Tausend Fragen entstehen in meinem Kopf.  Können die Babys im Mutterleib überhaupt was sehen? In meiner Welt war es da drin immer dunkel.  Zögert man das Problem nicht nur hinaus? Was passiert, wenn das Baby den Kreißsaal verlässt? Sind die Flure und Zimmer auch uterusfarben gestrichen? Kommt der Farbschock nicht spätestens, wenn das Kind aus dem Krankenhaus entlassen wird in eine Welt ohne Uterusfarben? Aber ich trau mich nicht mehr, nachzufragen. Ich muss selbst recherchieren. Memo an mich: Uterusfarben googeln.

Gesagt getan. Doch nicht mal Google kann mir helfen. Ich tippe voller Hoffnung: „Uterusfarben“ ein – drücke Enter – und dann fragt Google: „Meinten Sie ‚Uterusformen‘?“ Oh nein!! Was wenn mein Uterus auch noch die falsche Form hatte??

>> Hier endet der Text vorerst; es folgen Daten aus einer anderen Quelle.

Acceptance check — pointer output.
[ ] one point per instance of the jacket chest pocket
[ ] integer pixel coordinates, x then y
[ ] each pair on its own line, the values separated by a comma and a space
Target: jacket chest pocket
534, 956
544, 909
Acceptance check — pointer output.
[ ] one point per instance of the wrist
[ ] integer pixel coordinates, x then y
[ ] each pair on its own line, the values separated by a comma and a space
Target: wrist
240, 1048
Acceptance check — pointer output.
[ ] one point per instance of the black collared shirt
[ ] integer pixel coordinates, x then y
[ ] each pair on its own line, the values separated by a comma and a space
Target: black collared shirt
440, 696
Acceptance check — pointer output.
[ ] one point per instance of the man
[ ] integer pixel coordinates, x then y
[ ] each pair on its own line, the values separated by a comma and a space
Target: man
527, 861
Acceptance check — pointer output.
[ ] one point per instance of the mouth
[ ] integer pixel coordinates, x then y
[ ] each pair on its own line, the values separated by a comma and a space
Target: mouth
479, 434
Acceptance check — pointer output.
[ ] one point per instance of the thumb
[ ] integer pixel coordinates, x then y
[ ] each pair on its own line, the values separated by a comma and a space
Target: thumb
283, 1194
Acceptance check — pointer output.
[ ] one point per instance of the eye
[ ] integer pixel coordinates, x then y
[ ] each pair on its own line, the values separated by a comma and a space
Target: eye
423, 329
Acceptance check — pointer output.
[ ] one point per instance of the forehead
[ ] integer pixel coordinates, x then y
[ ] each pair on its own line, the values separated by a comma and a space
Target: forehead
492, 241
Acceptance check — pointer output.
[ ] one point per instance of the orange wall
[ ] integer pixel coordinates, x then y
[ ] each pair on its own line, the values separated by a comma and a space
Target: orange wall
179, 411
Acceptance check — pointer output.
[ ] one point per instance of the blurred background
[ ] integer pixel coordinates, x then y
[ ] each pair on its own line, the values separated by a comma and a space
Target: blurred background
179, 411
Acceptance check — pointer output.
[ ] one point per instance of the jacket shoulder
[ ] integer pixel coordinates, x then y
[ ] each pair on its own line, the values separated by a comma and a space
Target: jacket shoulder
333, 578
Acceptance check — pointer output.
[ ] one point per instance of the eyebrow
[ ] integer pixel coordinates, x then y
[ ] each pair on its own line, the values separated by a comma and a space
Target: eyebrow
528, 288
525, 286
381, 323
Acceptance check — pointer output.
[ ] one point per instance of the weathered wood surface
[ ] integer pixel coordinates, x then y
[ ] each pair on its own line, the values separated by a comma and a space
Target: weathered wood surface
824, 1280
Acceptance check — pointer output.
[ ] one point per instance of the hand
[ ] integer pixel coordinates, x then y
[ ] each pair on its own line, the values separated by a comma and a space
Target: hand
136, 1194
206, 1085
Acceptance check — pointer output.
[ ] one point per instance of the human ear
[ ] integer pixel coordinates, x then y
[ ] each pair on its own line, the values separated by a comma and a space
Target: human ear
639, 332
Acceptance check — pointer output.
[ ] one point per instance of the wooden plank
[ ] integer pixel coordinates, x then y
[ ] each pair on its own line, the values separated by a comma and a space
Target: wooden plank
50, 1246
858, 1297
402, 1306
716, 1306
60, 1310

6 thoughts on “Wir haben versagt – Teil 1: Frühkindliches Feng Shui

  1. Meine Tochter kam im weißen OP-Saal zur Welt und hatte die Augen geschlossen 😀
    Ich kann mir nicht vorstellen, dass die Kinder kurz nach der Geburt die Wandfarben um sich herum wirklich wahrnehmen & selbst wenn, kann ich mir nicht vorstellen, dass „Uterusfarben“ wirklich schonender für sie ist.
    Es ist trotzdem ein großer, im Vergleich zum Mutterleib kühler Raum. Nicht mehr die Enge des Mutterleibs, die Wärme, der Herzschlag der Mutter. Aber das ist der natürliche Lauf des Lebens, ein Kind muss erst mal zur Welt kommen und das ist nun mal hart.
    Vor allem frage ich mich ebenfalls, was Uterusfarben denn sind? Mein erster Gedanke war ein dunkles Kreissaalunfreundliches rot…

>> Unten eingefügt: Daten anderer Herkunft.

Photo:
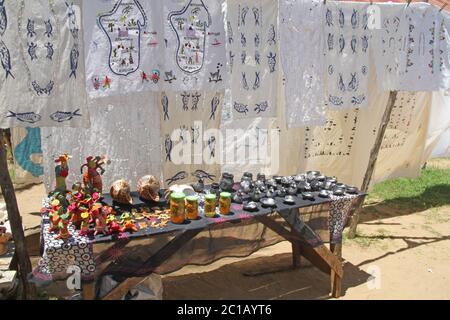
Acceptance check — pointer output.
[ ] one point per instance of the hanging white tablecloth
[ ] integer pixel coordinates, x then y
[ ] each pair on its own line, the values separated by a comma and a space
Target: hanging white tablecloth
154, 45
42, 80
253, 58
347, 45
301, 52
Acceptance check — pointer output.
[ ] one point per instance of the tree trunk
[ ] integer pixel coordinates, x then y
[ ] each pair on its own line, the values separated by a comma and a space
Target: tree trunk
15, 220
373, 158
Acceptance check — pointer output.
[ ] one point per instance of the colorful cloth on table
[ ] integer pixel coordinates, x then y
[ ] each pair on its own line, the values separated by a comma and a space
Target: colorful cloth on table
301, 54
154, 45
253, 58
191, 145
340, 211
347, 44
124, 128
42, 65
235, 239
59, 257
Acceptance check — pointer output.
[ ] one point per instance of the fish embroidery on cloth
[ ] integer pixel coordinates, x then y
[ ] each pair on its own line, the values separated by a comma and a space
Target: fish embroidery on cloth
74, 56
3, 18
28, 117
272, 62
124, 42
190, 26
40, 91
50, 50
30, 28
261, 107
178, 177
214, 105
5, 58
272, 35
202, 175
48, 28
61, 116
165, 104
168, 145
336, 101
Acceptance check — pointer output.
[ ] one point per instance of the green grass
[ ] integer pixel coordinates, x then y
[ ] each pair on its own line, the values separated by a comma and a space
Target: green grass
431, 189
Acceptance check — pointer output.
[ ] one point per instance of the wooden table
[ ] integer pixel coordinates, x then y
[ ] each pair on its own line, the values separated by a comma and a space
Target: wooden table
305, 242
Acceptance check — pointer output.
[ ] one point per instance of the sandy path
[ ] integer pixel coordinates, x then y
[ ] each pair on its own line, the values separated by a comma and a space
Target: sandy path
408, 255
409, 251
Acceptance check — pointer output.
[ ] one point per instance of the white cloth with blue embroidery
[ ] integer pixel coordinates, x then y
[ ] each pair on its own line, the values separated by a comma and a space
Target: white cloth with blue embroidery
253, 58
154, 45
301, 52
42, 65
347, 45
130, 139
411, 48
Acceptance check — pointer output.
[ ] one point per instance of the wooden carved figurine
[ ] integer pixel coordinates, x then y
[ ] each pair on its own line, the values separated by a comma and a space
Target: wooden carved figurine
113, 224
64, 227
85, 217
55, 216
61, 172
127, 222
99, 218
92, 179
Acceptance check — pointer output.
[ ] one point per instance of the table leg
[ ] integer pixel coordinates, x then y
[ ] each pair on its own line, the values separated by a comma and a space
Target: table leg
296, 255
88, 290
336, 280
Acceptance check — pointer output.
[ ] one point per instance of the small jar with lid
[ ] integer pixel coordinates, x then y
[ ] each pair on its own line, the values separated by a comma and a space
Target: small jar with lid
225, 203
177, 207
192, 207
210, 205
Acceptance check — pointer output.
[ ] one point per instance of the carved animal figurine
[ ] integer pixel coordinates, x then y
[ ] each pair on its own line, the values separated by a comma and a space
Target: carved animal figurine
84, 230
75, 212
113, 225
148, 188
55, 216
92, 179
121, 192
128, 224
61, 172
99, 218
63, 225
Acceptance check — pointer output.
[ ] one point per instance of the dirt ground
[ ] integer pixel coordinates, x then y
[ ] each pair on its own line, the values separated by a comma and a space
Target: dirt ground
398, 255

  2. Ich habe mal eine Frau kennen gelernt, die ihren Uterus farblich und biologisch korrekt auf den Unterleib tätowiert hatte. Was das wohl bewirkt?!

  3. Vielleicht könnte man den Neugeborenen alternativ auh eine Uterusbrille direkt nach der Geburt aufsetzen? so uterusfarben getönt? Damit der schock mit der Umwelt nicht zu groß ist könnte man die dann absetzen mit vielleicht…. 18? Oder zur Pensionierung? Oder am Sterbebett?

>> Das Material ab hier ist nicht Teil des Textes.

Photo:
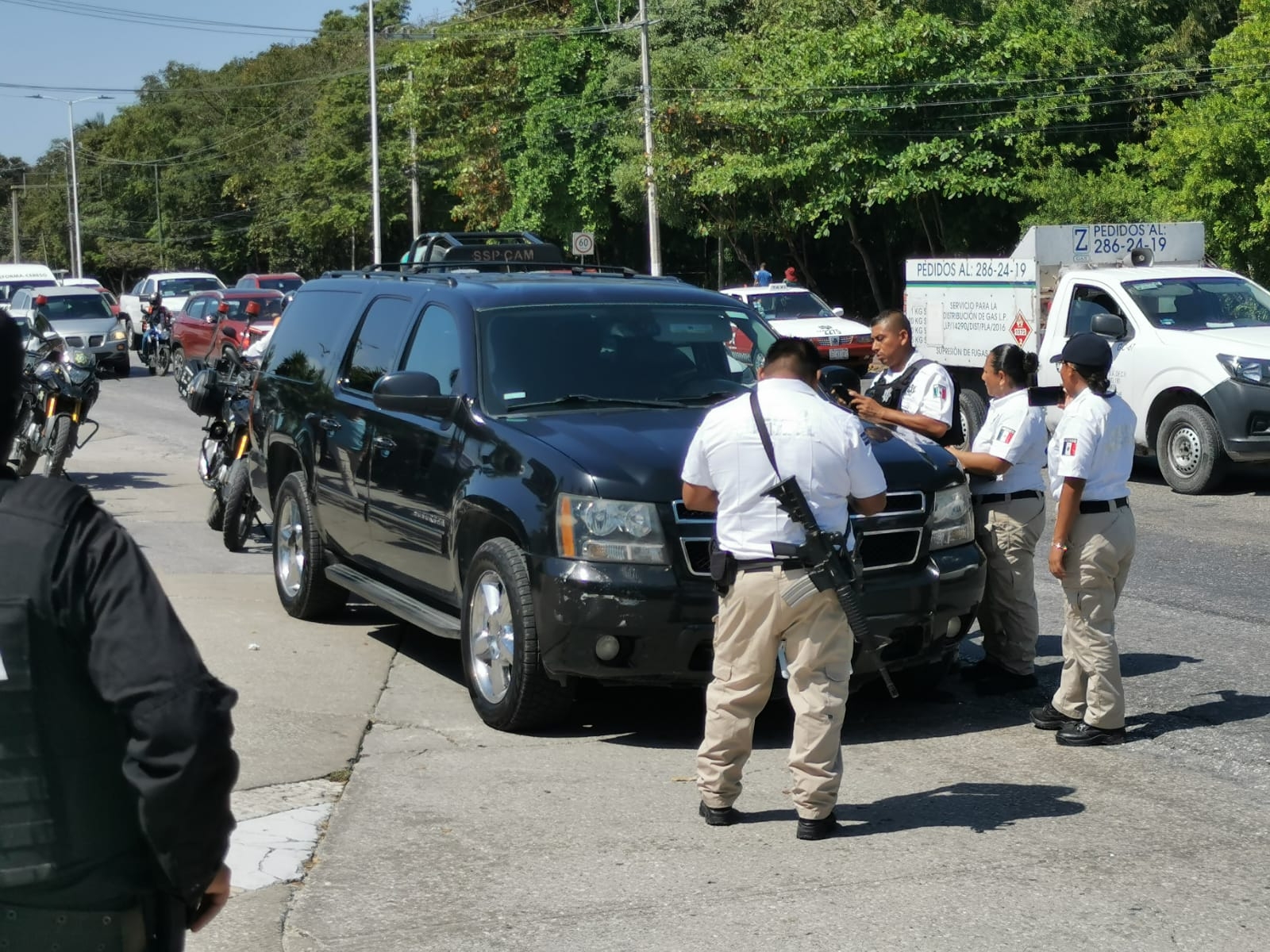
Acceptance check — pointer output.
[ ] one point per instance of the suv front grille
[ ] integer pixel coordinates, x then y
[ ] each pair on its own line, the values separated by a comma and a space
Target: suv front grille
882, 546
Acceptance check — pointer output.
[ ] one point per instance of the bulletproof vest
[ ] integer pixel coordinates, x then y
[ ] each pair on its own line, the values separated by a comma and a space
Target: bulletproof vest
891, 393
63, 795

    Ich glaube, ich habe eine Marktlücke entdeckt!

  4. Haha, es ist echt unglaublich, was es für Spinner auf dieser Welt gibt.
    Hachja, die lieben Übermuttis. Man darf sich durch die echt kein schlechtes Gewissen einreden lassen.
    Verschiedene Uterusformen gibt es tatsächlich und sind auch gar nicht so irrelevant. Ich hab z.B. einen Uterus bicornis, sprich 2 „Hörner“ oder verständlicher: zu ca 2/3 geteilt.
    Kind hatte daher keinen Platz zum Drehen, lag BEL, ich brauchte also Kaiserschnitt und 3,5 Wochen zu früh kam er dann auch, weil da kein Platz mehr zum Wachsen war.
    Aber so what, er ist gesund und munter.
    Man kann nur hoffen, dass eine weitere Schwangerschaft genauso gut abläuft und ausgeht.